Morning Reading

Good morning. A busy day ahead, including Tim Geithner testifying to Congress about the AIG bailout, and of course, the president's State of the Union address. Here's what I've seen so far:

What Geithner will say on the Hill (Bloomberg) An excerpt from his remarks:

"We acted because the consequences of AIG failing at that time, in those circumstances, would have been catastrophic for our economy and for American families and businesses," Geithner said. "Everyone should realize that because of the actions of the Treasury and the Federal Reserve, the American financial system is now in a position where it can provide the credit necessary for economic growth."

The SOTU speech the president would give in a more honest world (Washington Post)

To our leaders: Start acting like adults (Thomas Friedman/New York Times)

Leaders, companies or individuals guided by situational values do whatever the situation will allow, no matter the wider interests of their communities. A banker who writes a mortgage for someone he knows can't make the payments over time is acting on situational values, saying: "I'll be gone when the bill comes due."

People inspired by sustainable values act just the opposite, saying: "I will never be gone. I will always be here.

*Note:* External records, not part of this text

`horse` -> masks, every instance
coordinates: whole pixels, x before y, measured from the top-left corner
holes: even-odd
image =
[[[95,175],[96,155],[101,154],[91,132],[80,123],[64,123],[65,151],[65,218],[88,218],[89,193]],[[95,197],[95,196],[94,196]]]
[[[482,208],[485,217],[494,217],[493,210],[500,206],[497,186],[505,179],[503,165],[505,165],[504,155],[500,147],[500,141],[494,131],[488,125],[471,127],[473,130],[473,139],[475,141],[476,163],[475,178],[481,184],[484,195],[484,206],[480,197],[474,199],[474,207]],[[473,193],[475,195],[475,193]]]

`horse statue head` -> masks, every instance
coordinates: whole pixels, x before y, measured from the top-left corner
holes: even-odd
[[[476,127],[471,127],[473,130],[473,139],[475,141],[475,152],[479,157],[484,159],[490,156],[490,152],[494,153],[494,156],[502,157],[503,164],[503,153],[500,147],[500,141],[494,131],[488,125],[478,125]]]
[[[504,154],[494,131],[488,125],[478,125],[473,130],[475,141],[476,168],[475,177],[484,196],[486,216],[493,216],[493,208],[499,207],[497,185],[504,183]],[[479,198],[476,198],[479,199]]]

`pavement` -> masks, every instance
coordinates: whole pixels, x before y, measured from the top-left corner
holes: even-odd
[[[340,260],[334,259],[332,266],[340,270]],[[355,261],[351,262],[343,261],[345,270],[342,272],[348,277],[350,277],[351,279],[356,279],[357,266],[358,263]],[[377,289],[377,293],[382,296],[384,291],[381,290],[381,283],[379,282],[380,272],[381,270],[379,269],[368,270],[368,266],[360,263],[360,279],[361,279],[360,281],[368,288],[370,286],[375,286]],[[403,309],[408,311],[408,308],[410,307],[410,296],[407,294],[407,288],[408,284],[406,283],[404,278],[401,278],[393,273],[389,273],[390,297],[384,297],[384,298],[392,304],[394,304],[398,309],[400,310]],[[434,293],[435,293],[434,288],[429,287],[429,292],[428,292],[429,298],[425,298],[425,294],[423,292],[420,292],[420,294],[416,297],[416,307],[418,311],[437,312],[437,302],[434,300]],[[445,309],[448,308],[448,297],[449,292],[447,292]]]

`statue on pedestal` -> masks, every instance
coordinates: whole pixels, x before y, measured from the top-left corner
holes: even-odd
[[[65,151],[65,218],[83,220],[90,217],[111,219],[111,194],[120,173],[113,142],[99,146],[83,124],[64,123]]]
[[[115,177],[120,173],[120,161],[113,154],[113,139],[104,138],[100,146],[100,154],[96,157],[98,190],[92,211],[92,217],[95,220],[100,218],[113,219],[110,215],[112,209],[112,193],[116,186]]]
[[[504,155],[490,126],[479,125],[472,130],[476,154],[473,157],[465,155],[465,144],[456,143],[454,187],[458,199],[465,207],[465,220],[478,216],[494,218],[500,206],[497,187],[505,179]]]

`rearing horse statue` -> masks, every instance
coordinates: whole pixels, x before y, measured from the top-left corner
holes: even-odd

Therefore, I must behave in ways that sustain -- my employees, my customers, my suppliers, my environment, my country and my future generations."

Lately, we've seen an explosion of situational thinking.

Democrats would be wise to block Bernanke's appointment (The Nation)

If John McCain had compiled Obama's record, he would be condemned by even the most moderate Democrats as a tool of the corporate elites.

Because Obama is a Democrat, many in his own party continue to cut him slack.

In doing so, they are giving the party of Franklin Roosevelt and Harry Truman just enough rope to hang itself in 2010.

Before the Senate votes on Bernanke, some documents need reviewing (HuffPo)

Housing bubble fears and prices soar in China (NPR) Haven't you been paying attention, China?

New figures show that property sales in China jumped 75 percent last year as record levels of bank loans boosted purchases. Property prices rose by the fastest pace in 18 months in December, adding to fears of a real estate bubble. China has been trying to rein in speculation.